The speed of the frontrunners in Irish rallying’s Junior classes has been turned up since the start of the 2017 season. Drivers such as Jonny Treanor, Michael Boyle, Brian Brady and Jason Black are pushing each other that hard they are going even quicker than their equivalent competitors in the senior field.
Modified Honda Civics have ruled the category recently but Black has also added his rear-wheel drive Toyota Starlet into the mix this year.
Treanor’s time on stage five of the Monaghan Stages Rally, which would have put him fifth overall in the main field, raised eyebrows but it was not until the Sligo Stages Rally that the Juniors’ times were consistently better than their senior counterparts.
After the first six stages in Sligo, had Treanor been in the rally’s main field he would have been in 11th position. This would have left him as the quickest driver of a two-wheel drive car with five World Rally Cars, three R5 cars and a Mitsubishi Evo ahead of him.
Jason Black also had one of his strongest performances in Sligo as he finished the day second in the Junior class behind Treanor’s Civic. After the first five stages in Sligo Black would have been in 13th position in the main field. A conservative final stage dropped him back to 17th after six stages.
An accomplishment made more notable by the fact the 19-year old is driving a Starlet powered by a 1600cc Vauxhall engine which is considerably underpowered in comparison to the 2000cc and 2500cc rear-wheel drive cars he would be competing against.
Brady, who leads the National Rally Championship’s Junior class in his Civic, finished in third position in Sligo’s Junior class, just 20 seconds behind Black.

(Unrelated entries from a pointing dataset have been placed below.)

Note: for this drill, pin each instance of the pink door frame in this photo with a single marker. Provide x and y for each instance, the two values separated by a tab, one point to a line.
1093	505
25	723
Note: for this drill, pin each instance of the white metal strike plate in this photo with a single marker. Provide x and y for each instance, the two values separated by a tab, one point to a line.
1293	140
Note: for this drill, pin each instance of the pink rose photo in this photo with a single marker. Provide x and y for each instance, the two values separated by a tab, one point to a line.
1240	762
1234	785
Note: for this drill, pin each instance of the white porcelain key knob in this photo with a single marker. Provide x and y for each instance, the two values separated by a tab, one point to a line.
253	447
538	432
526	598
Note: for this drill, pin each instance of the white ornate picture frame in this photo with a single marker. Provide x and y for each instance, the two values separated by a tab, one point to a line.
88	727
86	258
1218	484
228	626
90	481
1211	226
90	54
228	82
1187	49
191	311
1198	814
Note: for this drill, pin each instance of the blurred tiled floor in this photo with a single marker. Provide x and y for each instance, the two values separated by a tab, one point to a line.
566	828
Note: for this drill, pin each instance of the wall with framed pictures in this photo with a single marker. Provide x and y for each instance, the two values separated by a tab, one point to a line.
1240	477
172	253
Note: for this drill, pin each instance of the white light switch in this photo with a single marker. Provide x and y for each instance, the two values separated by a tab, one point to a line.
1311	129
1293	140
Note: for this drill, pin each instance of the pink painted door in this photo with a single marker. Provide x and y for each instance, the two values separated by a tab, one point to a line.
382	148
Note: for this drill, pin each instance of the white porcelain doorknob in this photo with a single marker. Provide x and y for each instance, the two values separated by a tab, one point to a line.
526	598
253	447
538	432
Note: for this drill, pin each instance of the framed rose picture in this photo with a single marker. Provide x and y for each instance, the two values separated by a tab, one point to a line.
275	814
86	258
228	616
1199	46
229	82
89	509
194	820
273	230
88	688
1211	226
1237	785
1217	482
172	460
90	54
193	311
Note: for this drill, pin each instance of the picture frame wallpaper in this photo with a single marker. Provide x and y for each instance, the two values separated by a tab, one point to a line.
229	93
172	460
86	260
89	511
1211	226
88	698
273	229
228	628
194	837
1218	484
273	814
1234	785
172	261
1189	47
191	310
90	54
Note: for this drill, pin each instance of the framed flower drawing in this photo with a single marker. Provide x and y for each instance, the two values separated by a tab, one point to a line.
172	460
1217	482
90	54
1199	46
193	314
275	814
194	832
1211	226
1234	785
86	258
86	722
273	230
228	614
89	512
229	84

Combined with Boyle’s pace over the first four stages, who slid off the road on SS5, re-iterates how fast the Junior class has become in the past six months.
Commitment was the key ingredient in Sligo with extreme conditions, including heavy rain and dense fog, proving a big test for all the drivers. The fact that the younger drivers led the way in tackling Sunday’s tricky stages goes a long way in showing the potential that lies within the current crop of Ireland’s young rally drivers.